I had a bit of a Basil Fawlty moment, the other day. I rang 411, the American directory enquiries which now uses a voice recognition system. I told the machine I wanted the number for "Harlem Auto Mall" and she -- for this machine had a female voice -- replied "Harlem Public School 154". No doubt like lots of people, I found myself ranting.
Machines, you see, have personalities, and banks, phone companies, railways and all kinds of alleged help-lines are spending a lot of money trying to find out what kinds of voices to give the machines that speak to us, the public, on their behalf.
Much of the research is conducted in a small room -- Room 325 in McClatchy Hall -- in Stanford University in California. It's the site of the drily-entitled but fascinating laboratory for "Communication between Humans and Inter-active Media", and the domain of a genial, enthusiastic professor called Clifford Nass who studies, quite simply, how people and machines get on, particularly when the machines talk to the people.
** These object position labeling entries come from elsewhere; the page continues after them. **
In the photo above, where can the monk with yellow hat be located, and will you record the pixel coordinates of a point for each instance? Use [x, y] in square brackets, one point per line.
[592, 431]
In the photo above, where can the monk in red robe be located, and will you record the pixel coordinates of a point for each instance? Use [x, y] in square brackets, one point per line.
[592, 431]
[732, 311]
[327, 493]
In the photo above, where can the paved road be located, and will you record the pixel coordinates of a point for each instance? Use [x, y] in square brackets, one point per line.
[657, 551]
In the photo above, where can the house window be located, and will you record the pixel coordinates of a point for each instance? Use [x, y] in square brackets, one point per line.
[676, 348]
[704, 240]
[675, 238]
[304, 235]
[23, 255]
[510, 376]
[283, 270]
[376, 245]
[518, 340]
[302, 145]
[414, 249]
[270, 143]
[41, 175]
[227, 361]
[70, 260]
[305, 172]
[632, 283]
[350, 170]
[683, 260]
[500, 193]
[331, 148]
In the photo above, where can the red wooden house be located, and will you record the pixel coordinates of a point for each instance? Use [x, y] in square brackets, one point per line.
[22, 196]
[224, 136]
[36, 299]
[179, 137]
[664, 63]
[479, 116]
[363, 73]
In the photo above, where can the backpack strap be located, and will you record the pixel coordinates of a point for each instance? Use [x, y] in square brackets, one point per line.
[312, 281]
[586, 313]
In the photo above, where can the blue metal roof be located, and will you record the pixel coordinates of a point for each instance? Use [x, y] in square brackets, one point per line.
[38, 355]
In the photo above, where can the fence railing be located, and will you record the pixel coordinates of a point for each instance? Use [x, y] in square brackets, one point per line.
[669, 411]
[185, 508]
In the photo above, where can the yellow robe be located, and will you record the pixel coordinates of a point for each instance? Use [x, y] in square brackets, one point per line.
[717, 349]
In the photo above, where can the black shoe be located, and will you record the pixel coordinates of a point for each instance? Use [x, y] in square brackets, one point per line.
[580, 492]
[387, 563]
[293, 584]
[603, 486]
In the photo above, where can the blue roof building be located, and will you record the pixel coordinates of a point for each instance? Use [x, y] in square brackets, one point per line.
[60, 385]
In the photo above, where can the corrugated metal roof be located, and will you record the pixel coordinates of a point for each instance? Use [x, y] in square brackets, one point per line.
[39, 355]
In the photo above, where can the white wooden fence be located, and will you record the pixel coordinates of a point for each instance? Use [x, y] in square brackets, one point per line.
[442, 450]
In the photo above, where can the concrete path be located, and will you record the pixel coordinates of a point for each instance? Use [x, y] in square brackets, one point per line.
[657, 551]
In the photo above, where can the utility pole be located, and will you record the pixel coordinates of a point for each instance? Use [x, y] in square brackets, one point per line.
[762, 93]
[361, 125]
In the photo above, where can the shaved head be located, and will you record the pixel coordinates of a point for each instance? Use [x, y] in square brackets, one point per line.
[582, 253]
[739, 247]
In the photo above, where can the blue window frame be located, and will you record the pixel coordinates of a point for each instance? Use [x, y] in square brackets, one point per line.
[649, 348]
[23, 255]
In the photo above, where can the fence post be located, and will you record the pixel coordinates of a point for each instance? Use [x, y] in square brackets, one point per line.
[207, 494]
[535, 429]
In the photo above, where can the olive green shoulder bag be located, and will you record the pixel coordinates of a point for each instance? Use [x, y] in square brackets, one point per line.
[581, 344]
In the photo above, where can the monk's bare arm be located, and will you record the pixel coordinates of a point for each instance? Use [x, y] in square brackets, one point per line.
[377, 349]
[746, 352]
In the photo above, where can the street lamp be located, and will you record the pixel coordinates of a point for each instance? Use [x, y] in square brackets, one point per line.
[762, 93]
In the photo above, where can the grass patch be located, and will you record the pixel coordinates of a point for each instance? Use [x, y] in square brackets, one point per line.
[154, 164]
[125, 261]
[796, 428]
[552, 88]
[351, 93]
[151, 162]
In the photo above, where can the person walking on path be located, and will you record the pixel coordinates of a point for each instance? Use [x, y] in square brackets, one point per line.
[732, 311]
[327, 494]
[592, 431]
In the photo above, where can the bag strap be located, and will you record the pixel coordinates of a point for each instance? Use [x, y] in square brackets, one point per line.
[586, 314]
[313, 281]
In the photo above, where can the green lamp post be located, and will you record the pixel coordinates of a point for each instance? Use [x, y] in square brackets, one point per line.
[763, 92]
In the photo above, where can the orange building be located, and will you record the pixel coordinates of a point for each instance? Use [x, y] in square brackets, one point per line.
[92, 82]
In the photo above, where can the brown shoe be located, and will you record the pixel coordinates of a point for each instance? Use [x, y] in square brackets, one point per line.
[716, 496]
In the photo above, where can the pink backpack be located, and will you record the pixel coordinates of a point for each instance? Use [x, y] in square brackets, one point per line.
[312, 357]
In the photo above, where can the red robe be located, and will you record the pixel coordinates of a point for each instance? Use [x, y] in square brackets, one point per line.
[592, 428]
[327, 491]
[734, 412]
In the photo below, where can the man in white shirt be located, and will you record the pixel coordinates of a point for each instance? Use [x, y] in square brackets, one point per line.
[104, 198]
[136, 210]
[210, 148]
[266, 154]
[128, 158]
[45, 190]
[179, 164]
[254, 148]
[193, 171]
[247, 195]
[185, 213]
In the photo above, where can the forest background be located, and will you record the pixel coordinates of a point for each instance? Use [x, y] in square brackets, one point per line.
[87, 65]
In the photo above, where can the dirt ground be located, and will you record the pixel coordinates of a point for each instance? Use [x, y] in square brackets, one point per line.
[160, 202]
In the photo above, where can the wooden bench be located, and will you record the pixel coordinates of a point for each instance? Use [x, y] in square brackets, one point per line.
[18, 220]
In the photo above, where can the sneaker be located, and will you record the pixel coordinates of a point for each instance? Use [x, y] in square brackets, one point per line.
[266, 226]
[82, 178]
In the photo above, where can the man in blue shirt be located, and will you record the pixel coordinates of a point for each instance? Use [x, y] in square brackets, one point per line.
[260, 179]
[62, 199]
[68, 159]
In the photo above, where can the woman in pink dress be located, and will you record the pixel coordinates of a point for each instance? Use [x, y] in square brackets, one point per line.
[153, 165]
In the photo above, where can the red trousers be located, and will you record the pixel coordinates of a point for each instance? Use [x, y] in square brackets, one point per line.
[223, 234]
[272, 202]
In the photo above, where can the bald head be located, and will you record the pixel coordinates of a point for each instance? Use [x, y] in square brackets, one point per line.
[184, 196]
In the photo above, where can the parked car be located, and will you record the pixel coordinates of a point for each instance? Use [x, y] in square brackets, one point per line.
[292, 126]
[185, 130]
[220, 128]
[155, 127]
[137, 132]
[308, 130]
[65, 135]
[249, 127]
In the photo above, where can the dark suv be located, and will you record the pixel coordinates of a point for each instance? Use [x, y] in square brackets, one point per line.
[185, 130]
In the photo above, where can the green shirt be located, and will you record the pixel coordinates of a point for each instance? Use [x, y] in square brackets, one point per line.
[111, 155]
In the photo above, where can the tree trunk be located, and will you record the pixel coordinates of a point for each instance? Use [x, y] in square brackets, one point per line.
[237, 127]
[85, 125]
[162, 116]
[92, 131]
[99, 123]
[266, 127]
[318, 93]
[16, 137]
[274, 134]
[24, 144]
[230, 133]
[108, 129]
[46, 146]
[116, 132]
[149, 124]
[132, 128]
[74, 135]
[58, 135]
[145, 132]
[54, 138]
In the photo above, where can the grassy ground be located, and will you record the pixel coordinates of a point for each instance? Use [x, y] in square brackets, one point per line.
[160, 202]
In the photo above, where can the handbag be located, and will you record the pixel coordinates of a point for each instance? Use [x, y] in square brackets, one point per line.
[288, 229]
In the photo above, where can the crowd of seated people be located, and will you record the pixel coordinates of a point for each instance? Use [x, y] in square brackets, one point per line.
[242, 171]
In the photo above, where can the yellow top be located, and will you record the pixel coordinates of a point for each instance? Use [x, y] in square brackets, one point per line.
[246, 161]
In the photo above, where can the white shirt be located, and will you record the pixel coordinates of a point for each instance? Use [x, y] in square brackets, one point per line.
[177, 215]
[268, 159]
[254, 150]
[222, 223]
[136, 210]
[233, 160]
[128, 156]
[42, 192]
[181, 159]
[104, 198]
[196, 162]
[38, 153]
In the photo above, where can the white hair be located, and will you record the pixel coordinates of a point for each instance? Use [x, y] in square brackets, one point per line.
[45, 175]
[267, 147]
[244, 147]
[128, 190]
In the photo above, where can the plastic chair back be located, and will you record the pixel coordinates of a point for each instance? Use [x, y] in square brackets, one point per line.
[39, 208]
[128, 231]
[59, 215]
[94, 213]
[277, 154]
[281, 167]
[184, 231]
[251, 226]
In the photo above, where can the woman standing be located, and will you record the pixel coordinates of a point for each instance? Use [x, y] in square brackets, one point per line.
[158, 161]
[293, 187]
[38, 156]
In his lab, a stream of students and local people of all shapes and sizes undergo tests. Voices of different ages and accents are played to them and their reactions noted: "Did you trust that voice?" "Did this one have authority?"
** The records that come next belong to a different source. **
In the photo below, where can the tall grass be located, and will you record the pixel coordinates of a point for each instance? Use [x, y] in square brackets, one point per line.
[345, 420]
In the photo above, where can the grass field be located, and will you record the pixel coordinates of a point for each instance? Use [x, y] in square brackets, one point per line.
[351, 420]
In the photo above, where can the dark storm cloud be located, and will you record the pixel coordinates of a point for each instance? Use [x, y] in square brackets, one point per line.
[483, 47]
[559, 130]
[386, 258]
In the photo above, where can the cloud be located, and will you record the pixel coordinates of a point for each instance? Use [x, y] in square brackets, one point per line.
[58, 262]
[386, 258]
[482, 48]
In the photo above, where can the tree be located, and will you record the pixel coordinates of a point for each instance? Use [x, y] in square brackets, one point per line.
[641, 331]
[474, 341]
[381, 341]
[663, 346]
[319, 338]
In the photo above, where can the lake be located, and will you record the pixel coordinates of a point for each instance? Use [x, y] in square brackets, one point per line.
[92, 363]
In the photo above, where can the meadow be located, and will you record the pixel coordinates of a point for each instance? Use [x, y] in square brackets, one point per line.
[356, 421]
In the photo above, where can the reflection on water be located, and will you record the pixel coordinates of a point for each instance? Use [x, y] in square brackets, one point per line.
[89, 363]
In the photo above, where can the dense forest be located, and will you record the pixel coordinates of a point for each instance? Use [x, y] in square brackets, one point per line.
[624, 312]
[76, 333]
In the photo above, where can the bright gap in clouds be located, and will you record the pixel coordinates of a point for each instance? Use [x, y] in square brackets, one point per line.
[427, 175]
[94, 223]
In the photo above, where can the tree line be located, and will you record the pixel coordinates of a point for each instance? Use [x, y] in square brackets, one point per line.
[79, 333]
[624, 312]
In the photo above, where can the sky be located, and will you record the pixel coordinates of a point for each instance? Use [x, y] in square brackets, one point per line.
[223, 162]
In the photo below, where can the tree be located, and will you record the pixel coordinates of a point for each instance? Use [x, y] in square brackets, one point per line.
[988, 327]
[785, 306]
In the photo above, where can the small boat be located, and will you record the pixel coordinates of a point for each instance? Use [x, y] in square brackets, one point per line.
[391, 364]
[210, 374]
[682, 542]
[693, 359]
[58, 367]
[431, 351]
Generally, the tests show that people are less persuaded by female voices than by male ones (though people are more likely to be antagonised by a male voice). On the up side, male voiced machines are perceived to have energy and authority. One of the results of that, for example is that in Japan a stock-broking company used a female voice on its machine to give information on stocks and shares but then a male one to make the actual sale.
Now, in many parts of the world, when you hire a car, you get a navigation system -- a little electronic map on a screen with a machine voice. In America, it's a female voice (whom I like to call Gladys). She tells me, say, to make a right in two miles and -- I fancy, at least -- gets exasperated if I don't follow her directions: "Recalculating Route", she snaps, in her American English.
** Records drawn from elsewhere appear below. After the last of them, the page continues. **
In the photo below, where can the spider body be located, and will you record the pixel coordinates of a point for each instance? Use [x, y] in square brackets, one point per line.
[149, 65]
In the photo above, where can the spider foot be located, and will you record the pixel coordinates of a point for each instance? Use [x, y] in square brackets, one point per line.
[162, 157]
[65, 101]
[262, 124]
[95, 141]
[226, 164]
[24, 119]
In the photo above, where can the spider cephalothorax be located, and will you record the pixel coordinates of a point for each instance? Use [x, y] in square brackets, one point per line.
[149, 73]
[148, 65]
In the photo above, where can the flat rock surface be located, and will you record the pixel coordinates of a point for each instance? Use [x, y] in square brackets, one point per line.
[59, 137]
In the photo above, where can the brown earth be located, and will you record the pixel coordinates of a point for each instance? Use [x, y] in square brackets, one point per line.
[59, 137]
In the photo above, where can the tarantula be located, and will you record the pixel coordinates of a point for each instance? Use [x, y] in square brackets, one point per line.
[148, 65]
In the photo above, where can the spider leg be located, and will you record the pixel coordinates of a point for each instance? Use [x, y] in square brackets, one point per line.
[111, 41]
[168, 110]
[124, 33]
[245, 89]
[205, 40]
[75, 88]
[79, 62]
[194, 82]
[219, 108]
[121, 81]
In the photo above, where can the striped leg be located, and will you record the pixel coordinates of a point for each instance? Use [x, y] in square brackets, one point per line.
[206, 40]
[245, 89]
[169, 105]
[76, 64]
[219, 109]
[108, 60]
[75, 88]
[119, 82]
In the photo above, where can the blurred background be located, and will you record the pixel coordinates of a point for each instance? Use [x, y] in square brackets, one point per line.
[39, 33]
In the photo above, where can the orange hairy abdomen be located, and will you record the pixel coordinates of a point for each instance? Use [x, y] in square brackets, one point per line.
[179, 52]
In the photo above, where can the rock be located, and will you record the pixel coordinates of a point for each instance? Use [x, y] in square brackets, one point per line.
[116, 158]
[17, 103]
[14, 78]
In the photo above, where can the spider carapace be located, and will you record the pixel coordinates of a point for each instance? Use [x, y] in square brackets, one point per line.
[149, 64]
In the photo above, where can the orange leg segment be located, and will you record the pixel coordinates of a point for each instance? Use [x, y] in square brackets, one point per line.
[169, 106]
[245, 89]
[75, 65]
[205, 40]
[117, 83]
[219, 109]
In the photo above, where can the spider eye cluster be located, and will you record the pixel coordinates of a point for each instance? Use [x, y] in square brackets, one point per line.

Now, in Germany when they tried a similar system, men reacted against being given directions by a female voice so it had to be taken off the market. Old people, by the way, take advice more readily from young people than from people their own age.
Tone matters to drivers. Professor Nass is working on a system where the machine-voice changes according to how you address it. He's discovered that irritable drivers can calm down if the voice on the navigation system is subdued -- though, for some reason that he doesn't quite understand, calm drivers get wound up by subdued, low-key voices that don't vary in pitch. So the next task is to vary the navigation system's voice according to how grumpy you, the driver, are. If you sound aggressive to the machine, the machine will change tone to calm you down.
The technology is improving all the time. Basically, machines that speak first involve a human actor recording countless different words and syllables and a computer then re-assembling the sounds into coherent sentences, according to what it thinks you've said to it. These machines are getting better and better, better able to recognise more accents and variations.
They're also better able to talk back without sounding like a machine. It seems the androids are getting very good indeed.
And companies like them a great deal. They even construct personas around the voices on the machines that speak for them. One of the Canadian telephone companies published a biography of the imaginary woman its machine was imitating. She was Emily, a nice small-town girl who had a history degree and went back-packing round Asia after college. With some panache, a local radio host decided to call her up. Emily, of course, being a machine could only answer his chat with lines like "You're calling to check your account balance. Is that right?"
It may be, though, that the company has the last laugh. Emily is paid no wages and the telephone company reckons it saves three million dollars a year by employing her instead of a crowd of expensive, high-maintenance human-beings. There's no doubt that soon the androids will speak better than we do -- and they're much, much cheaper -- they're much, much cheaper -- much, much cheaper.